Published:Thursday | October 16, 2014 | 12:00 AM
A woman exercises her Christian faith outside of Gordon House yesterday afternoon, where a joint select committee was reviewing the Sexual Offences Act. -Gladstone Taylor/Photographer

Edmond Campbell, Senior Staff Reporter

THE JAMAICA Coalition for a Healthy Society is urging the courts in Jamaica to apply the full strength of the law in instances where persons are convicted for the heinous crime of forced anal penetration categorised as buggery.

Spokesperson for the group, Phillipa Davies, suggested that sentences should run consecutively, where possible, and prosecutors should ensure that charges are laid for other offences arising from the incident.

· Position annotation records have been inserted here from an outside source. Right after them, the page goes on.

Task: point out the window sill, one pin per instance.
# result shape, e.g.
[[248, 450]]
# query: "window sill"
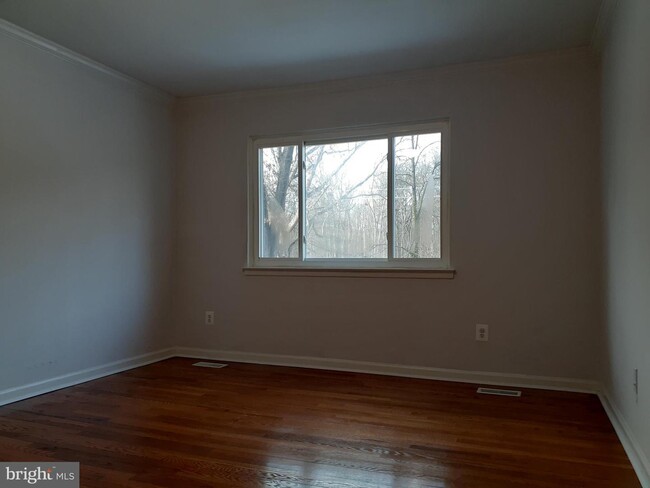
[[403, 273]]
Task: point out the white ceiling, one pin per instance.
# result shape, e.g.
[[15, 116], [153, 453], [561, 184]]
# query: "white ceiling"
[[197, 47]]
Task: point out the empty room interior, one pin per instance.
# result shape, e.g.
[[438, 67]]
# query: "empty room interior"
[[325, 243]]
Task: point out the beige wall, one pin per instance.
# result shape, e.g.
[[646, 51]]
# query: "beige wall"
[[626, 151], [85, 206], [525, 225]]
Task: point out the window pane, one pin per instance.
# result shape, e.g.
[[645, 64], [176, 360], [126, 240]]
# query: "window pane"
[[417, 196], [279, 205], [346, 192]]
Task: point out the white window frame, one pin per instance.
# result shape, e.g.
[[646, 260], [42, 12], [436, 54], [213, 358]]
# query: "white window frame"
[[332, 266]]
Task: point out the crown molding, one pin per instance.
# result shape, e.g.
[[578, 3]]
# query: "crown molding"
[[372, 81], [13, 31], [603, 24]]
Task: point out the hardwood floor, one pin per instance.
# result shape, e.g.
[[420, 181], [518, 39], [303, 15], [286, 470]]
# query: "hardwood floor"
[[170, 424]]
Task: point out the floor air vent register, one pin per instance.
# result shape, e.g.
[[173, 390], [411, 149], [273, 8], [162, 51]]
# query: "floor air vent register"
[[205, 364], [499, 392]]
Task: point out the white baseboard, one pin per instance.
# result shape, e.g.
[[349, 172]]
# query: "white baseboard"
[[632, 448], [480, 377], [635, 453], [46, 386]]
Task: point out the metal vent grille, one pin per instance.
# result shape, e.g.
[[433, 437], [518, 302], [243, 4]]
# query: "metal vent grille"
[[499, 392], [205, 364]]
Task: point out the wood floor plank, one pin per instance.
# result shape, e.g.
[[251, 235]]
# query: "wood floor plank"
[[170, 424]]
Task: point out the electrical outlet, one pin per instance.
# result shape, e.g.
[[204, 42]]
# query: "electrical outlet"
[[209, 318], [482, 332]]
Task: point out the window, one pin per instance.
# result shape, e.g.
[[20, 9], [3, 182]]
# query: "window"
[[365, 199]]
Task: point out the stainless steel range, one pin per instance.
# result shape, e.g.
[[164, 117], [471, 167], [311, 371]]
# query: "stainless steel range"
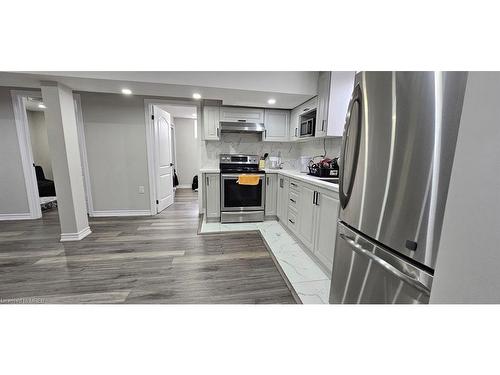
[[241, 203]]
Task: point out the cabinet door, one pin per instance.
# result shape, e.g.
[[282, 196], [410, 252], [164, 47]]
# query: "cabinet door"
[[323, 102], [282, 203], [211, 122], [294, 124], [327, 208], [341, 87], [277, 125], [306, 217], [212, 195], [242, 114], [271, 194]]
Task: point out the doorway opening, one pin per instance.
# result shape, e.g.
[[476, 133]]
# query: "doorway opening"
[[39, 142], [173, 150]]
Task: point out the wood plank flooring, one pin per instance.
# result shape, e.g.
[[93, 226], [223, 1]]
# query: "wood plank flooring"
[[159, 259]]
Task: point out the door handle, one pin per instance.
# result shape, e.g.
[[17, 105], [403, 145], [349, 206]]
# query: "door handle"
[[386, 265]]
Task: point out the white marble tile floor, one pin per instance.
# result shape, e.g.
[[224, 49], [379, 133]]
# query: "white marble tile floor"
[[307, 278]]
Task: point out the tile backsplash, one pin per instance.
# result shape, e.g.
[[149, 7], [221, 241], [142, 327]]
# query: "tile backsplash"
[[252, 144]]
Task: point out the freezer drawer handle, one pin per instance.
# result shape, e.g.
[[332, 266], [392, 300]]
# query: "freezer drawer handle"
[[400, 275]]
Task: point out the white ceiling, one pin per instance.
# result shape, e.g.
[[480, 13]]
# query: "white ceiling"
[[177, 111], [289, 89]]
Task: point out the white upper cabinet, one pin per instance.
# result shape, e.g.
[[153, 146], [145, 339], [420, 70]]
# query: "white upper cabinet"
[[341, 87], [242, 114], [211, 122], [323, 102], [277, 126]]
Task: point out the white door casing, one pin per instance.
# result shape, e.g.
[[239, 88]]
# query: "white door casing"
[[163, 159]]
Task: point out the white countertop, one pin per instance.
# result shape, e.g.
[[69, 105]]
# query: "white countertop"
[[289, 173]]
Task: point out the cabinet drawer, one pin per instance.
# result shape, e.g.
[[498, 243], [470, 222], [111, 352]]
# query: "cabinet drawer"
[[294, 186], [292, 219], [293, 199]]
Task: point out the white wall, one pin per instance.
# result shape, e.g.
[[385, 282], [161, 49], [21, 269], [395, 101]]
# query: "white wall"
[[40, 142], [468, 262], [13, 196], [187, 152], [115, 134]]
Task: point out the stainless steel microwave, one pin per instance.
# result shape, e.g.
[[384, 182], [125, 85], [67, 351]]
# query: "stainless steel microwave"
[[307, 127]]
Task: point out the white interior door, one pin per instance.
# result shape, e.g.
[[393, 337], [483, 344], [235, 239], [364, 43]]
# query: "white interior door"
[[164, 166]]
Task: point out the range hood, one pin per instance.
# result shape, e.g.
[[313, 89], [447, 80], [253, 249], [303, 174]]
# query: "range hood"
[[241, 127]]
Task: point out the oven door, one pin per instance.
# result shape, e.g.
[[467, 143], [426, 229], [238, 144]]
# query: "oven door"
[[236, 197]]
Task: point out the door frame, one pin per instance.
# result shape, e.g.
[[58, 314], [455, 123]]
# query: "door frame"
[[24, 139], [150, 140]]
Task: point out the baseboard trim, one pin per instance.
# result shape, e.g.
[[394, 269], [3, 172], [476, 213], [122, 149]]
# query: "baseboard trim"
[[75, 236], [110, 213], [24, 216]]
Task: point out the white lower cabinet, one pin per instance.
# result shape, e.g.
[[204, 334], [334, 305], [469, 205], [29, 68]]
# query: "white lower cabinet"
[[327, 207], [211, 188], [271, 194], [282, 198], [306, 214], [310, 213]]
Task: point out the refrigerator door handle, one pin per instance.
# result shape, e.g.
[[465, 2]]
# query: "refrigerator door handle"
[[387, 266], [357, 96]]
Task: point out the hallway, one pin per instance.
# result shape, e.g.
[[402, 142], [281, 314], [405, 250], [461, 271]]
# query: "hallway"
[[158, 259]]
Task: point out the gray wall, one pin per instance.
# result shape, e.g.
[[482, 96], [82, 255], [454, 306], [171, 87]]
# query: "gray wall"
[[115, 134], [13, 196], [186, 150], [40, 142], [468, 263]]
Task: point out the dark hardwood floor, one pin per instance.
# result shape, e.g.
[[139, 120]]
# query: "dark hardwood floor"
[[158, 259]]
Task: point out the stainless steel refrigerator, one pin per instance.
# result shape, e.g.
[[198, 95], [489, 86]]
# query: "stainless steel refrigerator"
[[395, 166]]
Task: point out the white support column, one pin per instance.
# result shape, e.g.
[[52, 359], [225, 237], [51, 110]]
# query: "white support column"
[[66, 164]]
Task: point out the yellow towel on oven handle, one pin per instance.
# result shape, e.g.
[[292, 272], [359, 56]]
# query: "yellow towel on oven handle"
[[248, 179]]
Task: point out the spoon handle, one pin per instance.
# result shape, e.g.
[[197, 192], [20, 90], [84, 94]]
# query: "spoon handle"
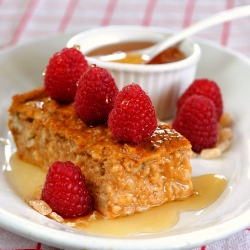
[[201, 25]]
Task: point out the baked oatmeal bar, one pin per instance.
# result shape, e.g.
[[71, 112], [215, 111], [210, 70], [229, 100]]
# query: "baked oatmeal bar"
[[123, 179]]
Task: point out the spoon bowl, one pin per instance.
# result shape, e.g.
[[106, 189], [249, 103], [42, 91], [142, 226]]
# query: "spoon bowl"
[[164, 83], [146, 55]]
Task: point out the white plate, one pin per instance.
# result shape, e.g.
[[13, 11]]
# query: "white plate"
[[20, 70]]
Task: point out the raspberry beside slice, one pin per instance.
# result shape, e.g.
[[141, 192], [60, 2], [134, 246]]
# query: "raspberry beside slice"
[[133, 117], [95, 95], [62, 73], [204, 87], [197, 121], [65, 190]]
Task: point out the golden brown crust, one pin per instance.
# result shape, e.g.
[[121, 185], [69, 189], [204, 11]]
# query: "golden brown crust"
[[122, 178]]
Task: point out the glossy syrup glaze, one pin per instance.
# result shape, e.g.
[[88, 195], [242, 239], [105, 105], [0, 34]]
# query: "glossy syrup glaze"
[[207, 189]]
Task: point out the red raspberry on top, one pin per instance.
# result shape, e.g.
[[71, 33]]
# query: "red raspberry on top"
[[206, 88], [95, 95], [197, 121], [65, 190], [62, 73], [133, 117]]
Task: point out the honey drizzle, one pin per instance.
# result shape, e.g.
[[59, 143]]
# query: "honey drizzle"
[[207, 189]]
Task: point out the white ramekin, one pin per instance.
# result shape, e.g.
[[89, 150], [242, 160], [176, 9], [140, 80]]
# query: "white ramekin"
[[164, 83]]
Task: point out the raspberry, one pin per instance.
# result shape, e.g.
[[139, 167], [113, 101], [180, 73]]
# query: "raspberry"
[[62, 73], [65, 190], [197, 121], [133, 118], [95, 96], [206, 88]]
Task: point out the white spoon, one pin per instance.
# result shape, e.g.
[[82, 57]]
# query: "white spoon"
[[146, 55]]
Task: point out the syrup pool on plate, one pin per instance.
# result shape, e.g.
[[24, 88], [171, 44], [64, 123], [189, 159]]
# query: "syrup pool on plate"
[[207, 189]]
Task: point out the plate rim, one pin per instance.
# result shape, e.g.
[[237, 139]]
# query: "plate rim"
[[214, 235]]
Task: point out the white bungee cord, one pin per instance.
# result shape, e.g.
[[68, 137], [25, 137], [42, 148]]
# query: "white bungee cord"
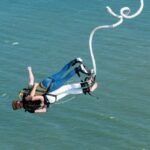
[[124, 14]]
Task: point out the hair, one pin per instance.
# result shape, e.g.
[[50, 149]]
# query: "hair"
[[14, 106]]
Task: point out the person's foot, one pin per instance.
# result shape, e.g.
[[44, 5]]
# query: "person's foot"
[[83, 69], [29, 68], [76, 60], [93, 88]]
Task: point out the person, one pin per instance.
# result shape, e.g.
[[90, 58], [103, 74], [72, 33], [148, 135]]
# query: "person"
[[39, 103], [35, 100]]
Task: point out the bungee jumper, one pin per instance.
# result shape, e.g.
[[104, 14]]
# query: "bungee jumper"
[[38, 96]]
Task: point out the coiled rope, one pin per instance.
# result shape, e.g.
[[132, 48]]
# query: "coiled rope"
[[124, 14]]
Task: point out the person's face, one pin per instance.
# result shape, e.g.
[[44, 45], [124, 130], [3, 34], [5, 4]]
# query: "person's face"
[[18, 104]]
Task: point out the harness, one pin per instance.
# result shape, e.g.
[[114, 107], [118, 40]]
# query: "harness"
[[86, 85], [31, 106]]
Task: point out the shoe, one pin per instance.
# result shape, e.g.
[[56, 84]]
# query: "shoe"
[[76, 60], [79, 60], [83, 70]]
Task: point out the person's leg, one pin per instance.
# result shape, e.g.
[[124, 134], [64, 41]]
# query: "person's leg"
[[31, 77], [65, 91], [60, 73], [58, 83]]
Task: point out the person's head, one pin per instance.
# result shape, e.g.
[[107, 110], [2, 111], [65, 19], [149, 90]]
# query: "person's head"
[[17, 104]]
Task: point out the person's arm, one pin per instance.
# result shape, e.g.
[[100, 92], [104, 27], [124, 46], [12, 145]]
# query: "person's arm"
[[31, 77], [31, 96], [34, 89], [42, 110]]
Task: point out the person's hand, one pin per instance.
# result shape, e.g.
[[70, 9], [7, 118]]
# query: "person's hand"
[[36, 84], [29, 68]]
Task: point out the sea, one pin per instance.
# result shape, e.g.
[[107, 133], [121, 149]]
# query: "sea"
[[46, 34]]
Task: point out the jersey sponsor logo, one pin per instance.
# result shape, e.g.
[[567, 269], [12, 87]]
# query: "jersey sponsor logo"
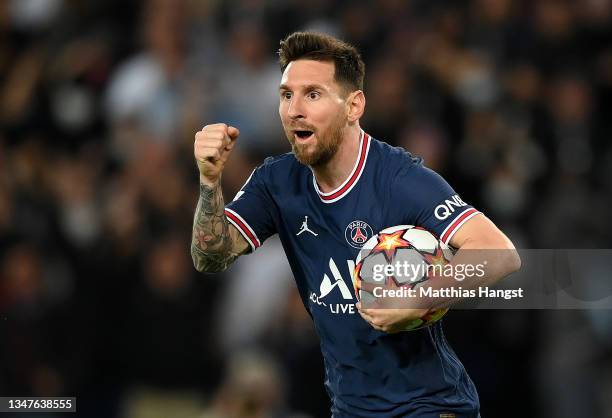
[[328, 285], [357, 233], [304, 228], [446, 209]]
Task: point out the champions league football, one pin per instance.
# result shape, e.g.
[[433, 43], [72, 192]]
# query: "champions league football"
[[401, 256]]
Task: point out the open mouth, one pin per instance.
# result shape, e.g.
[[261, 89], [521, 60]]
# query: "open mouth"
[[303, 135]]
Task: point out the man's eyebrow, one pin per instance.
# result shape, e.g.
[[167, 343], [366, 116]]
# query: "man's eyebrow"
[[307, 87]]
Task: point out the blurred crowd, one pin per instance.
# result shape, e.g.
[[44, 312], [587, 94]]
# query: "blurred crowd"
[[510, 100]]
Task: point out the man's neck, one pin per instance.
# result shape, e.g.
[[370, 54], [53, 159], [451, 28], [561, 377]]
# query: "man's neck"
[[331, 175]]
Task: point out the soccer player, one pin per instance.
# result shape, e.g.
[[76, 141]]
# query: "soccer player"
[[335, 189]]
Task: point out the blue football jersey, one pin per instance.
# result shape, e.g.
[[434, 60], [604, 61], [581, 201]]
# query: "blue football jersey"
[[368, 373]]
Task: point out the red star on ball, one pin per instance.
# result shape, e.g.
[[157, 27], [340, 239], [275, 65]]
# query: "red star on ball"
[[388, 243]]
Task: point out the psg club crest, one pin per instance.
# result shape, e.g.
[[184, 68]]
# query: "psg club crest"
[[357, 233]]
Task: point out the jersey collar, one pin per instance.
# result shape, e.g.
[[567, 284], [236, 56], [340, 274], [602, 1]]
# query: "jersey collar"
[[351, 181]]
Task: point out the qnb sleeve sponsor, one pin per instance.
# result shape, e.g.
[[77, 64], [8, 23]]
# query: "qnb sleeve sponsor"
[[431, 202]]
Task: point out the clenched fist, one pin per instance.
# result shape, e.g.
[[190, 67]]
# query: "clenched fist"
[[211, 148]]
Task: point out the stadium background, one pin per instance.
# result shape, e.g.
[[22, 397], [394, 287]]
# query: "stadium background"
[[99, 102]]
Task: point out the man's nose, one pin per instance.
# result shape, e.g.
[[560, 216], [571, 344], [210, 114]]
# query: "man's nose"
[[296, 109]]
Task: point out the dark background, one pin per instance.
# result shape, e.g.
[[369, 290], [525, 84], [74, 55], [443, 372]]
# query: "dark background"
[[99, 103]]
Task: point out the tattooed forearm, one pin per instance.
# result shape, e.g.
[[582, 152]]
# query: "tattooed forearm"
[[214, 244]]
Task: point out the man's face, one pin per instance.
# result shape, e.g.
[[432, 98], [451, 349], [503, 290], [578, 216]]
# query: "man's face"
[[313, 111]]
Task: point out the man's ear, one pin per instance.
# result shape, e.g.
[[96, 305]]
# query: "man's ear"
[[356, 105]]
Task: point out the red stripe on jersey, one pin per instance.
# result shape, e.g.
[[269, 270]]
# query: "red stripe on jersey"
[[356, 173], [246, 230]]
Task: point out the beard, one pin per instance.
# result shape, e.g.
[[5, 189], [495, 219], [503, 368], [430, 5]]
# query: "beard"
[[325, 147]]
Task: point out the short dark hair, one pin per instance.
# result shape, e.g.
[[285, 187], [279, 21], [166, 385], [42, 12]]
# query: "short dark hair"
[[349, 68]]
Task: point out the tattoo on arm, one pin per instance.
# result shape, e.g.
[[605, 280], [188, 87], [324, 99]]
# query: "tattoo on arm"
[[215, 244]]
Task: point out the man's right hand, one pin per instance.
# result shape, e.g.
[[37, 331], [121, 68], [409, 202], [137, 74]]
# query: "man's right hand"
[[212, 147]]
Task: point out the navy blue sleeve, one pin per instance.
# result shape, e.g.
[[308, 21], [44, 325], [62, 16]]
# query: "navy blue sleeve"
[[251, 211], [432, 202]]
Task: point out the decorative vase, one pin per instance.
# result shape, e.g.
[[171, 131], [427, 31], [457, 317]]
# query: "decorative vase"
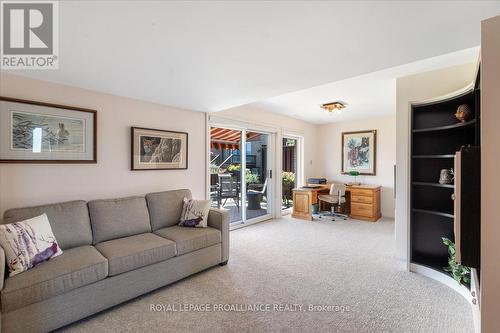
[[463, 113], [446, 176]]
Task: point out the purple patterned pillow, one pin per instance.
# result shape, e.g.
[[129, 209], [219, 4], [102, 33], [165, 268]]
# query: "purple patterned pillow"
[[195, 213], [28, 243]]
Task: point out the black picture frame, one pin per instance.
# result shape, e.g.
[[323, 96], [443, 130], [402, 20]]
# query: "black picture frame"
[[172, 140]]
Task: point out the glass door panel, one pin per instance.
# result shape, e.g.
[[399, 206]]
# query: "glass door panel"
[[225, 171], [289, 172], [257, 180]]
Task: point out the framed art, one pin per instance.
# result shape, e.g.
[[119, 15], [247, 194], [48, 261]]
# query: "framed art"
[[154, 149], [37, 132], [359, 152]]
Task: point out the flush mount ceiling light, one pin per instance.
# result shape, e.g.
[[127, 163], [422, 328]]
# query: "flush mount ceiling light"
[[334, 106]]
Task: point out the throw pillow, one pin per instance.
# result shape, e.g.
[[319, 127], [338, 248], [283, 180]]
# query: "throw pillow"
[[195, 213], [28, 243]]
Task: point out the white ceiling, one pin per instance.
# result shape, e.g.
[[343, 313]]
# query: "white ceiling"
[[210, 56], [368, 95]]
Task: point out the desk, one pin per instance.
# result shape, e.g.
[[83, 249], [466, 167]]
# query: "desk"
[[363, 201]]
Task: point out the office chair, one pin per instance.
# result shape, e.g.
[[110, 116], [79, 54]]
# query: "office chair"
[[336, 197]]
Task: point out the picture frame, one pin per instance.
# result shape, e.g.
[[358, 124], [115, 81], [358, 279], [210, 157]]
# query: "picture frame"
[[359, 152], [39, 132], [156, 149]]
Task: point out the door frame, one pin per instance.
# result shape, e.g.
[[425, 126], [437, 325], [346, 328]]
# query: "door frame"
[[299, 173]]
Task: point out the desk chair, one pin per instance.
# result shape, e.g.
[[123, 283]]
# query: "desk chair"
[[336, 197]]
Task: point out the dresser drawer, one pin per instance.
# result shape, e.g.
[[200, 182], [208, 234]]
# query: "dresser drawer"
[[361, 199], [361, 192], [361, 209]]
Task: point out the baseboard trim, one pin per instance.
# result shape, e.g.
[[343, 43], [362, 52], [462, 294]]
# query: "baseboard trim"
[[443, 278], [450, 282]]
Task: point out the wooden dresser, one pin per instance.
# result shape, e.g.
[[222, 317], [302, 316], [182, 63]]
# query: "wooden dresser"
[[363, 201]]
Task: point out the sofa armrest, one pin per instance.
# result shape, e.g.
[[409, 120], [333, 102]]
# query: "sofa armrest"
[[219, 219], [2, 267]]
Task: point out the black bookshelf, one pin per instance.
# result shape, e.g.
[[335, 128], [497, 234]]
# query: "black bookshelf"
[[436, 135]]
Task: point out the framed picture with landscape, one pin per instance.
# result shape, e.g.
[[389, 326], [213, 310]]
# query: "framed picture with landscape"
[[37, 132], [359, 152], [154, 149]]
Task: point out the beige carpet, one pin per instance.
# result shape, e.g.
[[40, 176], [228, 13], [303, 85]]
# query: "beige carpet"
[[350, 264]]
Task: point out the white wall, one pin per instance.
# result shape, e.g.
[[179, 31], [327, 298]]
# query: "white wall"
[[33, 184], [418, 88], [329, 155], [490, 182]]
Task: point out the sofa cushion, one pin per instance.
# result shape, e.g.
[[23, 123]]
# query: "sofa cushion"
[[165, 208], [190, 239], [74, 268], [116, 218], [129, 253], [69, 221]]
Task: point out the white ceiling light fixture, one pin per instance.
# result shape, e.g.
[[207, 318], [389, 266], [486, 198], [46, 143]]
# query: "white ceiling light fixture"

In a wide-ranging presentation yesterday to the joint select committee reviewing the Sexual Offences Act and related pieces of legislation, Davies said the group was moved by the relatively low maximum sentencing available for forced anal penetration. Buggery attracts a maximum sentence of 10 years in prison.

She told the committee that correcting the deficiency of a low maximum sentence for the crime posed a challenge, adding that any alteration to the present buggery law made it vulnerable to successful constitutional challenge.

Citing an example where an offender has been charged with three counts of buggery, and four charges of indecent assault are brought against the accused, and the case tried in the Circuit Court, Davies said the offender could be faced with a maximum of 90 years imprisonment. Indecent assault could attract a penalty of 15 years.


Committee member Delroy Chuck quizzed the Coalition on whether it would accede to some flexibility in law in respect to what he described as private morality.

"If two males live together, do you believe it is the business of the State to investigate what they are doing within the confines of their bedroom?" Chuck questioned.

Head of the Coalition Dr Wayne West said if he had been asked the question five years ago he would have been inclined to support the position "because I have no intention of peeping into anybody's bedroom".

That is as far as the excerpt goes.